If $a<b$, there is a rational $\frac{p}{q}$ with q fixed, and p any integer.

Consider the set of numbers of the form $\frac{p}{q}$ with $q$ fixed, and $p$ any integer. Assume that there are no such numbers between $a$ and $b$. Let $\frac{p}{q}$ be the number immediately before $a$. Then $\frac{p+1}{q}$ is the number immediately after $b$. We necessarily have

$$\frac{p+1}{q} - \frac{p}{q} \geq b - a \Leftarrow\Rightarrow \frac{1}{q} \geq b-a$$

If we choose q sufficiently large, then the above inequality is wrong.
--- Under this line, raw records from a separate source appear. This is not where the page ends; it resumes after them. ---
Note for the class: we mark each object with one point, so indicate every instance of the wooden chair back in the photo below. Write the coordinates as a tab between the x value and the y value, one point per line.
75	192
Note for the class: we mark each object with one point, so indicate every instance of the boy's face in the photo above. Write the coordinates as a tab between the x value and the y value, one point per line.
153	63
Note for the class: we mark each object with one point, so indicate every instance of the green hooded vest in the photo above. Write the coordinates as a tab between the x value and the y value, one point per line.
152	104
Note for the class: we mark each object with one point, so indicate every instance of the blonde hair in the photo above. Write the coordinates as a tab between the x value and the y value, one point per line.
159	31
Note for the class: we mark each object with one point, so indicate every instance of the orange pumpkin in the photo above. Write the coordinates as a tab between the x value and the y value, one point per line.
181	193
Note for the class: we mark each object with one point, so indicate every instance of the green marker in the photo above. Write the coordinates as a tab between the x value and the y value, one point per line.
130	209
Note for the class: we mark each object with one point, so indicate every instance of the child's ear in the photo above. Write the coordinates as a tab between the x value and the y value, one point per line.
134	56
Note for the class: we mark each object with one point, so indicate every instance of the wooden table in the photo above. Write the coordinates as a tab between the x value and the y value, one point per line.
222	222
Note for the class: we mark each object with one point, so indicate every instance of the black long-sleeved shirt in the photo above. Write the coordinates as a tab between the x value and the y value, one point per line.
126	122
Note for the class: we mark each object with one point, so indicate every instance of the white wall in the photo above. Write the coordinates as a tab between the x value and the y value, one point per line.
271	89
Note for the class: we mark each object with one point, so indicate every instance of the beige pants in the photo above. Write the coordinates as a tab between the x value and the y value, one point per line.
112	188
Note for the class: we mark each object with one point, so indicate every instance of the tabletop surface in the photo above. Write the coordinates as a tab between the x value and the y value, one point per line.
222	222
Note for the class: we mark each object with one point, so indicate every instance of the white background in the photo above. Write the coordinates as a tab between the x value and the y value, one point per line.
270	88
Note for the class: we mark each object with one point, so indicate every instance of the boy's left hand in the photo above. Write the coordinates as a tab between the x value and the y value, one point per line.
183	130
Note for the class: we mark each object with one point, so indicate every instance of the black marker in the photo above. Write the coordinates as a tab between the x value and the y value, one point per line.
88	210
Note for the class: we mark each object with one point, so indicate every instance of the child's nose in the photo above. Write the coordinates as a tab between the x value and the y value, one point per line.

Then there is at least one rational number between $a$ and $b$.

For example:

I have $a=1$ and $b=3$, $\frac{p}{q}= \frac{1}{1}$ and $\frac{p+1}{q}=\frac{1+1}{q}= \frac{2}{1} $ and $\frac{2}{2} \ngeq 3$.

How is it possible that this works for $a=1$ and $b=3$?

Answer 1

The spirit of the proof is this: if you dilate the interval $[a,b]$ by a factor $q$ sufficiently large that $qb-qa>1$, then the interval will contain at least one integer $p$, and the fraction $\dfrac pq$ is a rational in $[a,b]$.

With $a=1,b=3,q=1$, the condition is fulfilled (we have the three rationals $\dfrac11,\dfrac21,\dfrac31$).

Answer 2

You have changed the value of $q$ in your example. It should be $\frac{p+1}{q} = \frac{1+1}{1} = 2$ instead of 1. Apart from that mistake, the proof says "If we choose $q$ sufficiently large". Obviously $q=1$ is not large enough.